Un état d'esprit qui témoigne de ses ambitions notamment sur terre battue, sa surface de prédilection où il a remporté le tournoi 250 de Lyon en 2023, et l'ATP 500 de Hambourg l'année suivante.

Numéro 1 français et tête de série à Roland-Garros ?

Au lendemain de ce succès barcelonais, celui qui remonte à la 25e place mondiale et repasse numéro 1 tricolore devant Arthur Rinderknech affiche de belles promesses à un mois de Roland-Garros, là où le cours de sa jeune carrière a basculé lors de la dernière édition.

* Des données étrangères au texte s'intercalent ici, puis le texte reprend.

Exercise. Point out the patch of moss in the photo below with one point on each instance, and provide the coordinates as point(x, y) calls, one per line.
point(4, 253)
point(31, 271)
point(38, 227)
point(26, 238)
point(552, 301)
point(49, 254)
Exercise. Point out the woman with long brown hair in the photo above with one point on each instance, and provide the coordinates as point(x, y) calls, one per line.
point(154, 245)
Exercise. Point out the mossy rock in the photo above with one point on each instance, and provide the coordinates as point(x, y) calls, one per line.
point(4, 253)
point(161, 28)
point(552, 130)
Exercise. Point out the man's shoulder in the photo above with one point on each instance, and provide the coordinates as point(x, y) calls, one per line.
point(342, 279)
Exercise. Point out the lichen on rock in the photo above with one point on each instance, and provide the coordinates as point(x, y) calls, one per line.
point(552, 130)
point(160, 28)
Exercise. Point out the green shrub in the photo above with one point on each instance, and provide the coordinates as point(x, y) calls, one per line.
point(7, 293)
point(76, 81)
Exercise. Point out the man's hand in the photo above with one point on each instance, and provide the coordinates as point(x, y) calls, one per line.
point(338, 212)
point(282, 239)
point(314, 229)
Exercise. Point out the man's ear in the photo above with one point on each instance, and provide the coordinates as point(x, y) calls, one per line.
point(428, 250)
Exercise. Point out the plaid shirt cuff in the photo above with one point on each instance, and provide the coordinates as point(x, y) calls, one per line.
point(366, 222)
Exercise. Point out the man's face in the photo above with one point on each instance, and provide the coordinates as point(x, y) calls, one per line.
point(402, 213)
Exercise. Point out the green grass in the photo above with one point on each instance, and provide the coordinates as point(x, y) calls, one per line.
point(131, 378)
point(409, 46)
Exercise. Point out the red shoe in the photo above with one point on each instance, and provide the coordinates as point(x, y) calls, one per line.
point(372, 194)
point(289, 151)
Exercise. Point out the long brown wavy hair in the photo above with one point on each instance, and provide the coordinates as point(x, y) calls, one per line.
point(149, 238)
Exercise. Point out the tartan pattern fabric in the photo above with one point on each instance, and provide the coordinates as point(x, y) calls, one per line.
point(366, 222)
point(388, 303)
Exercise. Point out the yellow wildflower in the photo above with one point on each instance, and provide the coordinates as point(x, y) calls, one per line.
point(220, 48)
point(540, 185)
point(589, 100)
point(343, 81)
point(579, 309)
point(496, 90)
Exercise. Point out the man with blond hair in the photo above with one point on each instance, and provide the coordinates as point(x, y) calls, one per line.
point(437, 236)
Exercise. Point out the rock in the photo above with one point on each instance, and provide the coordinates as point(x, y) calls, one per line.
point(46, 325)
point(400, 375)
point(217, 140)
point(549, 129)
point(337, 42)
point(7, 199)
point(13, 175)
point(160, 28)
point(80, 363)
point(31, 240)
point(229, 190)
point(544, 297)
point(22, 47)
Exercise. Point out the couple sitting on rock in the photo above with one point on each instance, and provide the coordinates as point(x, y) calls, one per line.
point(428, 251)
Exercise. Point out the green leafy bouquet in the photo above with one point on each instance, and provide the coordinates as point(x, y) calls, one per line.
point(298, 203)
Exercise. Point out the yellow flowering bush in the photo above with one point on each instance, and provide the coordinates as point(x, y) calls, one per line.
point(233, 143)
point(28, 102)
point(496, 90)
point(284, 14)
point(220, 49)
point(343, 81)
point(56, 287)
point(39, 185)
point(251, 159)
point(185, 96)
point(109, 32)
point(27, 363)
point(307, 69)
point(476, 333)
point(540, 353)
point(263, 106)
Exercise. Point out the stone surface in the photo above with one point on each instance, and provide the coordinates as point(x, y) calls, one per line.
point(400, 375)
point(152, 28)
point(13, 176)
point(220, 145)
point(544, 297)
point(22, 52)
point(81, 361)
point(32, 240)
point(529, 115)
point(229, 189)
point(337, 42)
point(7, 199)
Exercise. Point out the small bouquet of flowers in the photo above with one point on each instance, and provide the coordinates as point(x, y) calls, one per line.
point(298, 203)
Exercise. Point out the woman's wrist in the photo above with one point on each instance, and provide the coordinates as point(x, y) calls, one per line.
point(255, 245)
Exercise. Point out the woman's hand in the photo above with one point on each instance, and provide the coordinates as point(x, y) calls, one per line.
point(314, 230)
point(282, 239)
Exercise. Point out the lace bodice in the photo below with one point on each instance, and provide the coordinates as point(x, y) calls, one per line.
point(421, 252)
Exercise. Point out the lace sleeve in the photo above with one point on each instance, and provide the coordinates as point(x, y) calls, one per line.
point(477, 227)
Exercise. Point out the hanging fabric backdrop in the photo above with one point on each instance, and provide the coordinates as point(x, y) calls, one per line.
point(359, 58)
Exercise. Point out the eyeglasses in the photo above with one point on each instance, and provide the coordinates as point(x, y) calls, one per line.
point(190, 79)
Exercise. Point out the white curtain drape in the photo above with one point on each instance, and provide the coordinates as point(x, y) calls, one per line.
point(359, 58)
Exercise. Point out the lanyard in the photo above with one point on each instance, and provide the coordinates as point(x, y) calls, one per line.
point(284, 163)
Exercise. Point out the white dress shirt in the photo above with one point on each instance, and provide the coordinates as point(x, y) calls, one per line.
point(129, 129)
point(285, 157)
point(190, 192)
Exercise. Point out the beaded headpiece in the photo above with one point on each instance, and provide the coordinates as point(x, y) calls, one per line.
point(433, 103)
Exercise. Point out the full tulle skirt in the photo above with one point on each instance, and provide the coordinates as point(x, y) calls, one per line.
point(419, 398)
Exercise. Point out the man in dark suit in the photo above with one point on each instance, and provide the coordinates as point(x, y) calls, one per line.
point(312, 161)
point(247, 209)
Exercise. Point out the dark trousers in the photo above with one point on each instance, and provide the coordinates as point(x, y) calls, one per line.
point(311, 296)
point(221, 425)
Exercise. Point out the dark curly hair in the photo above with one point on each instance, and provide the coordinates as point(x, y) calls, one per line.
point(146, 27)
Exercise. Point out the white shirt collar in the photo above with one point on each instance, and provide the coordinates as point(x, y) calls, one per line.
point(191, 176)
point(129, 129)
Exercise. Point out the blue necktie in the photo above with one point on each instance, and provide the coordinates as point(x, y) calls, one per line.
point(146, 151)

Sur l'ocre parisienne, il était allé au bout de lui même pour écarter Jaume Munar au deuxième tour, étant victime d'une fracture de fatigue au dos. Écarté ensuite des courts jusqu'en février en simple, le temps de se soigner, il n'a pas brûlé les étapes en dépit d'une reprise particulièrement encourageante : finale d'ATP 500 à Doha contre Carlos Alcaraz - lequel a déclaré forfait à Barcelone après une alerte au poignet -, quart au Masters 1000 d'Indian Wells, et demi-finale à celui de Miami.

Sur ces bonnes lancées, Arthur Fils aurait pu décider de battre le fer tant qu'il était encore chaud en enchaînant tournois et déplacements. Mais le 6e à la Race a finalement fait l'impasse sur plusieurs rendez-vous comme Dubaï ou Monte-Carlo, alors même qu'il y avait de gros points à défendre. Un choix raisonnable pour se préserver de toute rechute. Au vu de son niveau de tennis mais également de sa résistance mentale, la stratégie semble payante.

"Ça a été huit mois difficiles", a-t-il commenté après sa victoire dimanche, en s'adressant à son clan. "Mais on est de retour sur les courts et on gagne le trophée." De très bon augure avant de retrouver Paris. D'ici là, il pourrait même profiter de détours par les prestigieuses joutes de Madrid et Rome pour "frapper dans la balle, bien libéré", encore monter dans le classement et aborder Roland-Garros avec un statut de tête de série… histoire d'éviter de croiser les routes Carlos Alcaraz ou Jannik Sinner trop tôt. Une chose est sûre, le public de la porte d'Auteuil l'attend de pied ferme.